Dal consigliare all’essere testimoni

A più di tre anni dalla loro unione, le comunità di Canove, Cesuna e Tresché Conca hanno visto crescere i rapporti reciproci e la collaboprazione. Ora sentono di dover essere lievito e voce sul territorio: il consiglio dell’unità pastorale è impegnato su  questo fronte.

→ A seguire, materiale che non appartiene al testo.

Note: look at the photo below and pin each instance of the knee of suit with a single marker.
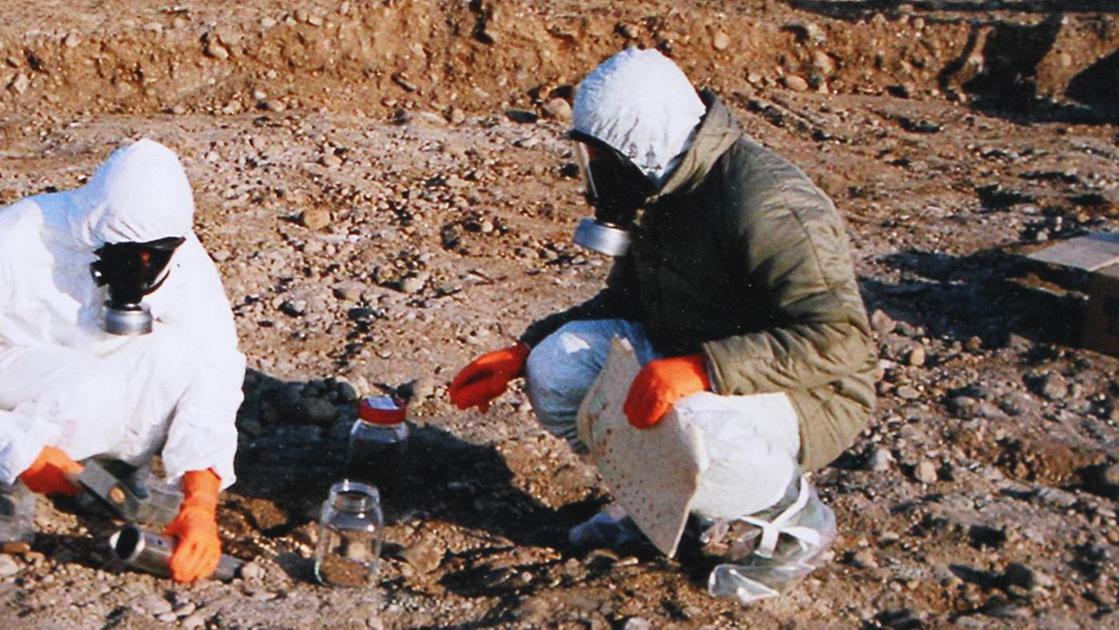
(97, 395)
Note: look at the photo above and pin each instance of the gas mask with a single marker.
(131, 271)
(617, 188)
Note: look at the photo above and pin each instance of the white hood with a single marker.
(139, 194)
(642, 105)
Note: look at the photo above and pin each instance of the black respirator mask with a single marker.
(617, 188)
(131, 271)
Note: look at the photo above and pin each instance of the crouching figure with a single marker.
(733, 285)
(116, 342)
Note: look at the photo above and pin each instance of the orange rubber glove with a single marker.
(487, 377)
(661, 383)
(198, 549)
(47, 475)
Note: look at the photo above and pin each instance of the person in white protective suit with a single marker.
(69, 389)
(734, 285)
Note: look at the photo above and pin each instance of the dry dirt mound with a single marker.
(378, 57)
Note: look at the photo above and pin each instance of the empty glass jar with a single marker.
(350, 532)
(378, 442)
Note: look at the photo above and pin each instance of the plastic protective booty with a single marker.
(765, 554)
(17, 514)
(610, 528)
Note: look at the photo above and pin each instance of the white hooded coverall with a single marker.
(65, 382)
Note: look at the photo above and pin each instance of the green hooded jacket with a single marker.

Dal consigliare all’essere testimoni

Dal consigliare all’essere testimoni. Questo è il passo che i consigli parrocchiali dell’unità pastorale di Canove, Cesuna e Tresché Conca sull’altopiano di Asiago sono chiamati a compiere. A più di tre anni dalla loro unione, le comunità hanno visto davvero crescere il rapporto reciproco e la collaborazione. Adesso è necessario un grosso sforzo per essere lievito e voce sul territorio di riferimento e la presidenza del consiglio dell’unità pastorale gioca un ruolo importante in questo.
Formata dai tre vicepresidenti parrocchiali, dall’attuale parroco moderatore, don Nicola De Guio (entrato in carica nell’autunno scorso, dopo l’esperienza come fidei donum in Ecuador), dal cooperatore, don Federico Fabris, e da una religiosa, sta approntando il futuro cammino. «Come presidenza – racconta Stefano Rigoni, vicepresidente del consiglio pastorale parrocchiale di Canove – siamo chiamati di volta in volta a preparare l’incontro dei consigli pastorali, che sempre più frequentemente, è comunitario. In quest’ottica è stata anche vincente la scelta, in sede di rinnovo, di costituire dei consigli parrocchiali snelli per permettere di ritrovarsi insieme in un consiglio di unità pastorale che possa lavorare garantendo spazio e possibilità di intervento per tutti».
I membri di ciascun consiglio sono otto, di cui cinque eletti dalla rispettive comunità e tre individuati come rappresentanti di realtà pastorali e associazioni. Contraddistingue il consiglio dell’unità pastorale la già buona e positiva capacità di riflettere e confrontarsi insieme. «È frutto di uno stile che ci è stato donato dai due parroci precedenti che per primi tra loro hanno cercato di essere un corpo unico. E in questi anni sono maturati dei frutti inaspettati e messe in moto collaborazioni importanti, come il vivere insieme il triduo pasquale».
I membri dei consigli pastorali riconoscono di aver ancora tanto cammino da compiere per crescere sempre più come chiesa locale, soprattutto nel maturare come testimoni. «Il lavoro e la riflessione che stiamo portando avanti nel consiglio pastorale unitario – continua Rigoni – e il grande impegno per far partire a settembre prossimo il nuovo impianto di iniziazione cristiana, li leggiamo davvero come frutti dello Spirito. Mi piace l’immagine del consiglio come di un gruppo di persone illuminate dallo Spirito e portate da una colomba. Purtroppo però tante volte questa colomba è in gabbia! All’interno del consiglio riusciamo a dirci il bene e l’intenzione di farlo, riusciamo a vivere la corresponsabilità e il consigliare, ma è nei confronti delle comunità che ci blocchiamo».
Il rischio riconosciuto è che tutta la ricchezza di riflessione e di confronto resti sterile se chiusa dentro al consiglio. «Abbiamo paura del giudizio altrui, di non essere all’altezza di ciò che diciamo e decidiamo. Dobbiamo vincere questi limiti! E lo possiamo fare solo creando delle relazioni affettive con la nostra gente, riconoscendo in ciascuno un fratello. Noi sentiamo di poter dare un consiglio non perché siamo maestri ma perché abbiamo affetto per le persone della comunità e del nostro territorio, vogliamo il loro bene, farlo bene e accogliere la parola di tutti. Per questo è necessario che l’attività del consiglio venga divulgata, condivisa, testimoniata. Per dare frutto!».